• glacier dynamics;
  • ice-ocean interaction;
  • calving

[1] Tidewater glacier retreat is abrupt and typically irreversible. The mechanics of abrupt onset are evaluated by considering the behavior of a sliding law that depends inversely upon effective pressure (picepwater); for such a law, flux can increase with decreasing thickness if the loss of bed traction exceeds the loss of driving stress. Characteristic values of increased flux and glacier thinning are shown to propagate upstream if ice flux increases with decreasing thickness below an ice thickness threshold determined by the chosen sliding law.

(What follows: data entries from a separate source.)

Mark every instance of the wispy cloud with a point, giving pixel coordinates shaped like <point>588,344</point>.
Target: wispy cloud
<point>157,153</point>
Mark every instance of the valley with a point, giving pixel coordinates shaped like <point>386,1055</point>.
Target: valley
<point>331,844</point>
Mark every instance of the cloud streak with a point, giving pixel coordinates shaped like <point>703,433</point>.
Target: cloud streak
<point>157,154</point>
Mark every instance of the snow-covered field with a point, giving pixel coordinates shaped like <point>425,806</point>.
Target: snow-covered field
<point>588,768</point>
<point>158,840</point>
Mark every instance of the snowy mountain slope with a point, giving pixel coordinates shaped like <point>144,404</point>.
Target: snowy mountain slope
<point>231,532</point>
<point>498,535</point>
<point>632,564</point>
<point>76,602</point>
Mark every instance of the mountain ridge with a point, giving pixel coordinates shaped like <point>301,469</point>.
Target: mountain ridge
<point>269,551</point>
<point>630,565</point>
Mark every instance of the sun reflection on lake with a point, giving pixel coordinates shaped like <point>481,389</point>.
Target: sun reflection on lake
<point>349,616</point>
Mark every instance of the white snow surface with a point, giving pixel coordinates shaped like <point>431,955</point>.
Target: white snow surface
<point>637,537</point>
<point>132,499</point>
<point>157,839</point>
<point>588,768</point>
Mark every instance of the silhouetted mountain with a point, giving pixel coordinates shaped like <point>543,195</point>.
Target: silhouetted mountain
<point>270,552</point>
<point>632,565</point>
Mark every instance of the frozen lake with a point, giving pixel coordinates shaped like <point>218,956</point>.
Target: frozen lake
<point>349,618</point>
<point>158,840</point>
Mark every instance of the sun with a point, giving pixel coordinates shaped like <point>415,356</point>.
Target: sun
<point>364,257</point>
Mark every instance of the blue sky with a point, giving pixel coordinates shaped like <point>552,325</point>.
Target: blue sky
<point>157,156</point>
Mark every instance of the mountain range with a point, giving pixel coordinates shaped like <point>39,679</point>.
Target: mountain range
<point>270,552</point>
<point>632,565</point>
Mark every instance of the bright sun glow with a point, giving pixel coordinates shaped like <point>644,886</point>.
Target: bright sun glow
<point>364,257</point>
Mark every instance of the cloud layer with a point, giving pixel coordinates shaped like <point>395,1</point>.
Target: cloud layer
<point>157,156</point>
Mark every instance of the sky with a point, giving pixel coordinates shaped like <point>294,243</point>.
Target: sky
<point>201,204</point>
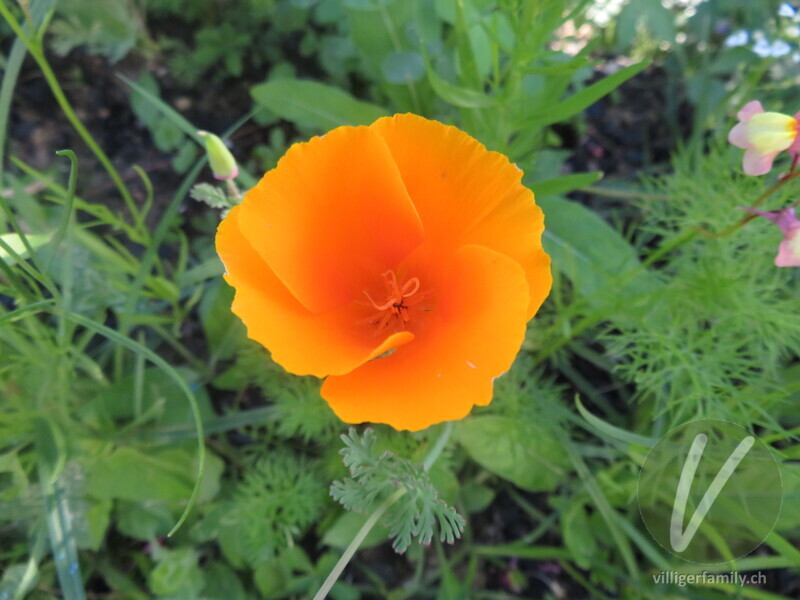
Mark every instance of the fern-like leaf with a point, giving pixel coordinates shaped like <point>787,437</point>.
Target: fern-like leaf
<point>417,513</point>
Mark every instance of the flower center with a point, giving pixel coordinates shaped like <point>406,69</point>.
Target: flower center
<point>394,309</point>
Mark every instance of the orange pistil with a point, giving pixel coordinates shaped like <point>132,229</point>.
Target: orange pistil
<point>397,304</point>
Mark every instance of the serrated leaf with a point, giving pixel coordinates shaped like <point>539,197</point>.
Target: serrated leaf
<point>520,450</point>
<point>211,195</point>
<point>415,514</point>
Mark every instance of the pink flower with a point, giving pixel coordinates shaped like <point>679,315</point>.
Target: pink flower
<point>789,248</point>
<point>763,135</point>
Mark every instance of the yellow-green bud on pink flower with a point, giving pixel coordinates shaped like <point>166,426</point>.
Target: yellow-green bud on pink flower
<point>763,135</point>
<point>223,165</point>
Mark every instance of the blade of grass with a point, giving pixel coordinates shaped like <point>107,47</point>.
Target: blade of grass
<point>62,540</point>
<point>609,515</point>
<point>138,348</point>
<point>11,73</point>
<point>36,50</point>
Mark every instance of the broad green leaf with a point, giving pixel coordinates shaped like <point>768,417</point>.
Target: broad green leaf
<point>591,253</point>
<point>143,521</point>
<point>176,572</point>
<point>456,95</point>
<point>611,430</point>
<point>583,99</point>
<point>564,184</point>
<point>224,330</point>
<point>173,116</point>
<point>129,474</point>
<point>313,104</point>
<point>522,451</point>
<point>402,67</point>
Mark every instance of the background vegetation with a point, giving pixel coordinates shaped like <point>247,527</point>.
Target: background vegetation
<point>117,341</point>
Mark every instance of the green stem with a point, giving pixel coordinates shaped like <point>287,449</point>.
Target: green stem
<point>441,442</point>
<point>36,50</point>
<point>354,545</point>
<point>373,519</point>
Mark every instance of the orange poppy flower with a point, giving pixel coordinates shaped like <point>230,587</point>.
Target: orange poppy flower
<point>401,261</point>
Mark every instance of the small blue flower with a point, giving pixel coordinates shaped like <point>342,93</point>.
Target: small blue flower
<point>779,48</point>
<point>763,48</point>
<point>786,10</point>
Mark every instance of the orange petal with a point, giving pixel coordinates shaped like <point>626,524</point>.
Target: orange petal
<point>473,335</point>
<point>333,215</point>
<point>465,194</point>
<point>302,342</point>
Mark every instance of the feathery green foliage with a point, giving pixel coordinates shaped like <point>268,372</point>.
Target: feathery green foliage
<point>419,510</point>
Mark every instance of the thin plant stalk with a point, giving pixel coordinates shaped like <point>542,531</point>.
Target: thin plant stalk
<point>377,514</point>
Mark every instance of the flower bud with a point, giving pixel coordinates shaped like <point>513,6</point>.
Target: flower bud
<point>786,220</point>
<point>223,165</point>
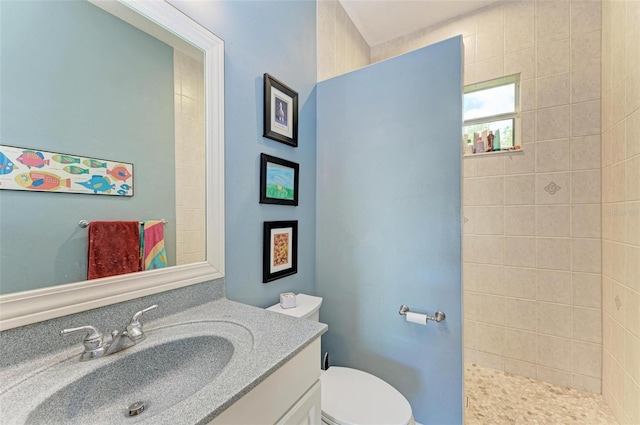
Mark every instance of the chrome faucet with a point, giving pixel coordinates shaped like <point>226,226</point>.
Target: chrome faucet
<point>95,345</point>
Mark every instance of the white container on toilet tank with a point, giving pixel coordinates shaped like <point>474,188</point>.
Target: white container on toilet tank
<point>351,396</point>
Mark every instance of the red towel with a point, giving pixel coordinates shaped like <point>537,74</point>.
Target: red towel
<point>114,248</point>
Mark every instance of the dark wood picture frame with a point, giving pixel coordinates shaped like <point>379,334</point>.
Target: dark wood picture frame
<point>280,250</point>
<point>280,112</point>
<point>276,182</point>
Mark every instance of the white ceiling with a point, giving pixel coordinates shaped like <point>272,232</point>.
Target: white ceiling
<point>384,20</point>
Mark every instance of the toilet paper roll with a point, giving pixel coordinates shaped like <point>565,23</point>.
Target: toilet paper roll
<point>418,318</point>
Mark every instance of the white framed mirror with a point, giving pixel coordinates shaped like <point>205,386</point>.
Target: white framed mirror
<point>155,17</point>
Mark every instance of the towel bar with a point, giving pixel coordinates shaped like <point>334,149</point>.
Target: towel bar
<point>85,223</point>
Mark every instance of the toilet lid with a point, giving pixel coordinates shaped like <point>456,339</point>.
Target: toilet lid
<point>354,397</point>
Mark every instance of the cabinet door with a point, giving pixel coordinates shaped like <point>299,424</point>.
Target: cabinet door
<point>306,411</point>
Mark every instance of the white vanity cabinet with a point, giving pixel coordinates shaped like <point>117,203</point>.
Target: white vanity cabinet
<point>289,396</point>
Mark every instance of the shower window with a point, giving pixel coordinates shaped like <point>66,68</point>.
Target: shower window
<point>492,113</point>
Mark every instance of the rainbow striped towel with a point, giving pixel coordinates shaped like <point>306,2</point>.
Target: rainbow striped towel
<point>155,256</point>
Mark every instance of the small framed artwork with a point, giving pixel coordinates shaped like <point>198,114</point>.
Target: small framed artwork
<point>278,181</point>
<point>280,250</point>
<point>280,112</point>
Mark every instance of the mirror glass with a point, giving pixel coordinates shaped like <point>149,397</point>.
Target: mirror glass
<point>80,82</point>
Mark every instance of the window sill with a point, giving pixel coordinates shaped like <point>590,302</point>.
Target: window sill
<point>493,153</point>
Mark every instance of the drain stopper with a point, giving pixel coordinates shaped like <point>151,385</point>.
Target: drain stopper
<point>136,408</point>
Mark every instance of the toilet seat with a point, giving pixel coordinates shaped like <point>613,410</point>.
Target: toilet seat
<point>354,397</point>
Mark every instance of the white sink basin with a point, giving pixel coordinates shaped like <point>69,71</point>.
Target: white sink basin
<point>170,366</point>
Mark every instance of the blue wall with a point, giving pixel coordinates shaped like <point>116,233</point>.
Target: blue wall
<point>389,224</point>
<point>84,83</point>
<point>278,37</point>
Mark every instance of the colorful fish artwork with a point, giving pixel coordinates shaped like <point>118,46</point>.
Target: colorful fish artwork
<point>38,170</point>
<point>119,172</point>
<point>98,184</point>
<point>32,159</point>
<point>6,166</point>
<point>72,169</point>
<point>93,163</point>
<point>40,180</point>
<point>65,159</point>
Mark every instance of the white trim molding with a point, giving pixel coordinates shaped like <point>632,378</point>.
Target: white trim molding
<point>23,308</point>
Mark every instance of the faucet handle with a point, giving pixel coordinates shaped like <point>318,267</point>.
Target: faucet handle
<point>134,330</point>
<point>93,341</point>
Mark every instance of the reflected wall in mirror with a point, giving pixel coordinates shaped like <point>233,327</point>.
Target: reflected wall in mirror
<point>89,84</point>
<point>129,81</point>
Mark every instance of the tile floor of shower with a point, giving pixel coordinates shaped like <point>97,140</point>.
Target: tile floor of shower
<point>495,398</point>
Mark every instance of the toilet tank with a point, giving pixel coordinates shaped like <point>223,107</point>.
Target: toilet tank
<point>307,307</point>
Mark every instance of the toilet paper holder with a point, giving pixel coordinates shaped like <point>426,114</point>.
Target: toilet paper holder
<point>439,316</point>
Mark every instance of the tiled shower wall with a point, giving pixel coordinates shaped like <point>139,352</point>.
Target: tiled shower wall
<point>532,231</point>
<point>341,47</point>
<point>621,207</point>
<point>190,159</point>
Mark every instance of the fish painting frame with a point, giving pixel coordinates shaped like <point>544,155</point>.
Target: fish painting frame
<point>280,112</point>
<point>279,181</point>
<point>280,250</point>
<point>38,170</point>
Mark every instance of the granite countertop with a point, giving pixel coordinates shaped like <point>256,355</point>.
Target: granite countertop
<point>263,341</point>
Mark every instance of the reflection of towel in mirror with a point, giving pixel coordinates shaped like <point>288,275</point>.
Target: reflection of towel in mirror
<point>113,248</point>
<point>155,256</point>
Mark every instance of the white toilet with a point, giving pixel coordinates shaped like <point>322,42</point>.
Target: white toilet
<point>351,396</point>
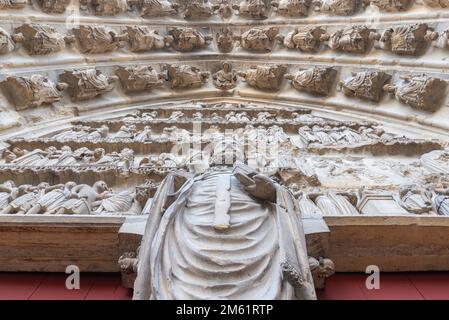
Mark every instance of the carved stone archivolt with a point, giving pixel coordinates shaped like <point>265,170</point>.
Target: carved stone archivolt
<point>33,91</point>
<point>105,7</point>
<point>336,7</point>
<point>366,85</point>
<point>7,44</point>
<point>185,76</point>
<point>307,39</point>
<point>355,39</point>
<point>264,77</point>
<point>40,39</point>
<point>253,9</point>
<point>143,38</point>
<point>258,39</point>
<point>13,4</point>
<point>139,78</point>
<point>390,5</point>
<point>420,92</point>
<point>98,39</point>
<point>292,8</point>
<point>408,40</point>
<point>225,40</point>
<point>226,78</point>
<point>54,6</point>
<point>316,80</point>
<point>188,39</point>
<point>87,84</point>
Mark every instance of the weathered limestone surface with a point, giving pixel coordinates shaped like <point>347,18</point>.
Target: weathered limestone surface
<point>109,107</point>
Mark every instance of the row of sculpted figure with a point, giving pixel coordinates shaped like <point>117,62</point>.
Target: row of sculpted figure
<point>422,92</point>
<point>203,9</point>
<point>69,199</point>
<point>404,40</point>
<point>406,200</point>
<point>68,158</point>
<point>318,136</point>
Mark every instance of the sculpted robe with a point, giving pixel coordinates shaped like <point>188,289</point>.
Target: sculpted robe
<point>262,255</point>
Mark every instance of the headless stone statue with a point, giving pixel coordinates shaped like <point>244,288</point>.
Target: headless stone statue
<point>216,221</point>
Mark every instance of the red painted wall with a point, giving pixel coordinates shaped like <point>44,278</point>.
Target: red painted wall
<point>410,286</point>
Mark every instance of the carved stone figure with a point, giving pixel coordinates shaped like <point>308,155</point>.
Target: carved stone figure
<point>258,39</point>
<point>225,40</point>
<point>197,9</point>
<point>317,80</point>
<point>321,269</point>
<point>8,192</point>
<point>415,199</point>
<point>226,78</point>
<point>144,135</point>
<point>305,38</point>
<point>440,200</point>
<point>188,39</point>
<point>121,203</point>
<point>7,44</point>
<point>53,198</point>
<point>33,91</point>
<point>334,204</point>
<point>336,7</point>
<point>82,198</point>
<point>436,161</point>
<point>40,39</point>
<point>354,39</point>
<point>139,78</point>
<point>157,8</point>
<point>437,3</point>
<point>13,4</point>
<point>264,77</point>
<point>224,9</point>
<point>143,38</point>
<point>390,5</point>
<point>106,7</point>
<point>366,85</point>
<point>98,39</point>
<point>26,198</point>
<point>443,40</point>
<point>184,76</point>
<point>407,40</point>
<point>87,84</point>
<point>420,92</point>
<point>254,9</point>
<point>216,193</point>
<point>292,8</point>
<point>54,6</point>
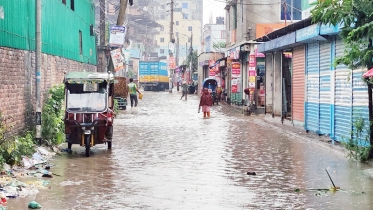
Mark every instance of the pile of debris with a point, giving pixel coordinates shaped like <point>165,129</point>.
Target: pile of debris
<point>36,166</point>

Upstream propagation leads to instability, described in earlier literature, in which increased flow leads to thinning, loss of bed traction, and continued acceleration. In simplest terms, the instability arises when alterations in glacier geometry act to reduce resistive stresses more than driving stresses. The effects of diffusion are also analyzed, and it is shown that for the form of sliding law considered here, diffusion will not necessarily eliminate upstream-propagating instabilities. Application of this theory shows that a transition from stable to unstable conditions occurred at Columbia Glacier, Alaska, near the time of onset of its retreat in the early 1980s. The theory also successfully predicts stable or rapidly retreating states for 12 other Alaska tidewater glaciers, and its applicability to Greenland outlet glaciers is discussed.